Human physicians have acquired everything from how well history was received, the accuracy of the diagnosis, the quality of the proposed management plan, communication skills and empathy, and of course, how much AI interpreted visual information.
Surprising results of a simulated clinic
This is where it really gets interesting. In this direct comparison within a controlled research environment, Google discovered that Amie did not hold its own.
AI was rated superior to human PCP in interpreting multimodal data shared during chat. We also created a differential diagnostic list (ranking list of possible conditions) that scored high scores with diagnostic accuracy and determined to be more accurate and complete based on case details.
Specialist physicians reviewing transcripts tended to appreciate Amie’s performance in most areas. They particularly noted the “quality of image interpretation and inference,” thoroughness of diagnostic work-ups, the soundness of management plans, and the ability to flag when the situation requires urgent attention.
Perhaps one of the most surprising findings comes from the patient actor. They often found that in these text-based interactions AI is more empathetic and reliable than human physicians.

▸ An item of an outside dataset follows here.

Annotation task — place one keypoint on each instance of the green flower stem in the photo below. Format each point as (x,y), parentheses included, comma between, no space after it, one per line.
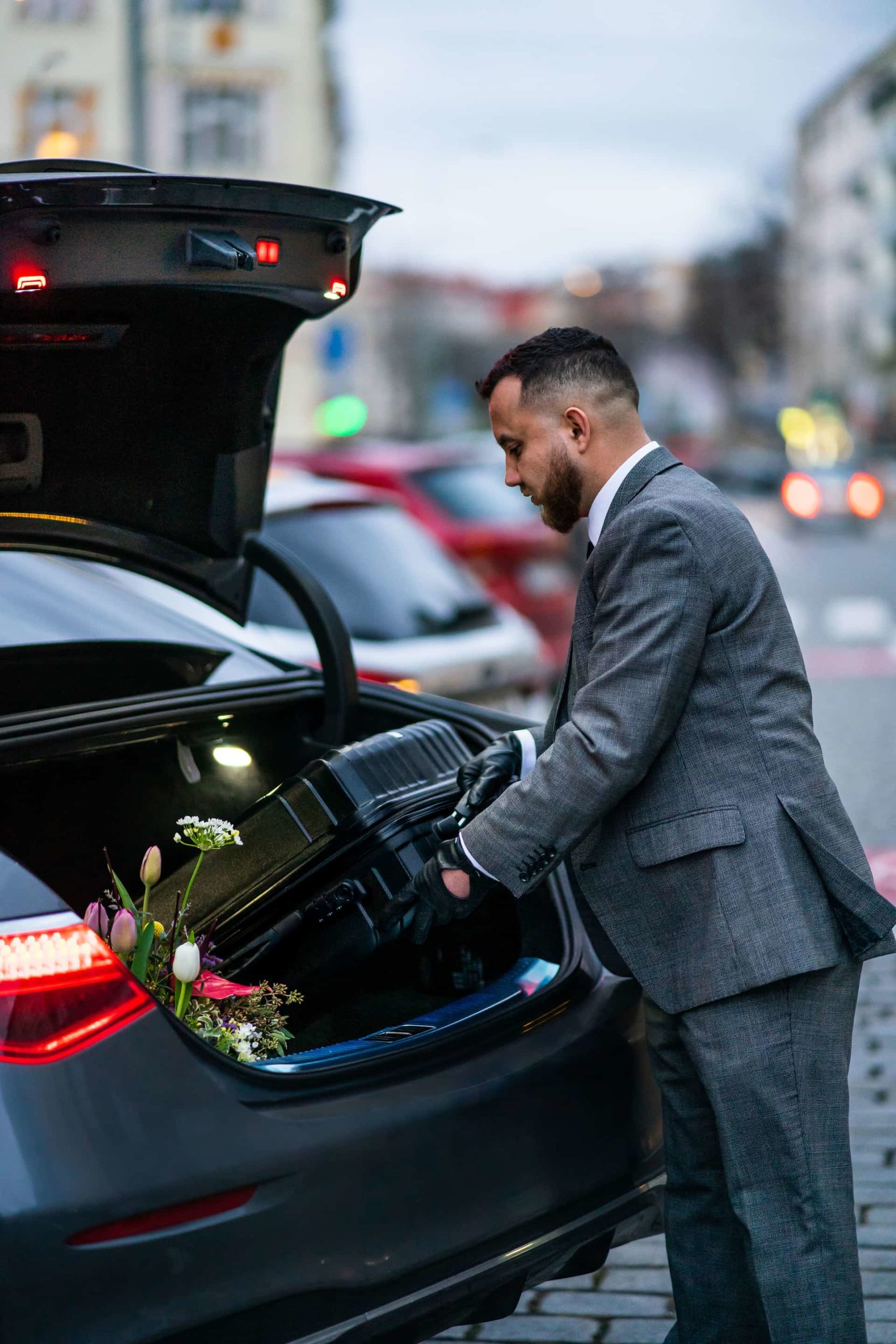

Also, in the important safety notes, in this study, no statistically significant differences were found between Amie’s frequency of making errors based on images (haptic findings) compared to human physicians.
Since the technology is not yet present, Google also ran some early tests replacing the Gemini 2.0 Flash model of the new Gemini 2.5 flash.
Using the simulation framework, results suggest further benefits, particularly by correctly diagnosing (top 3 accuracy), suggesting appropriate management plans.
I promise, but the team will soon add realism. These are automated results, and “a rigorous assessment with a professional physician review is essential to see the benefits of these performance.”
A check of important reality
Google is worthy of praise for the restrictions here. “This study explores a research-only system with OSCE-style assessments using patient stakeholders, which significantly underestimates the complexity of actual care.”
The simulated scenario, however well designed, is not the same as dealing with the unique complexity of real patients in a busy clinic. They also emphasize that the chat interface does not capture the richness of real videos or face-to-face consultations.
So, what is the next step? Move carefully towards the real world. Google has already partnered for research studies at Beth Israel Deaconess Medical Center to find out how Amie works in a real clinical setting with patient consent.
Researchers also acknowledge the need to ultimately move beyond text and static images towards real-time video and audio processing. This is a common interaction in telehealth today.
The ability to give AI the ability to “see” and interpret the types of visual evidence that doctors use every day gives us a glimpse into how AI will one day help clinicians and patients. However, from these promising findings, the path to safe and reliable tools for everyday healthcare is a long tool that requires careful navigation.
(Photo: Alexander Singh)
See: Are AI chatbots really changing the world of work?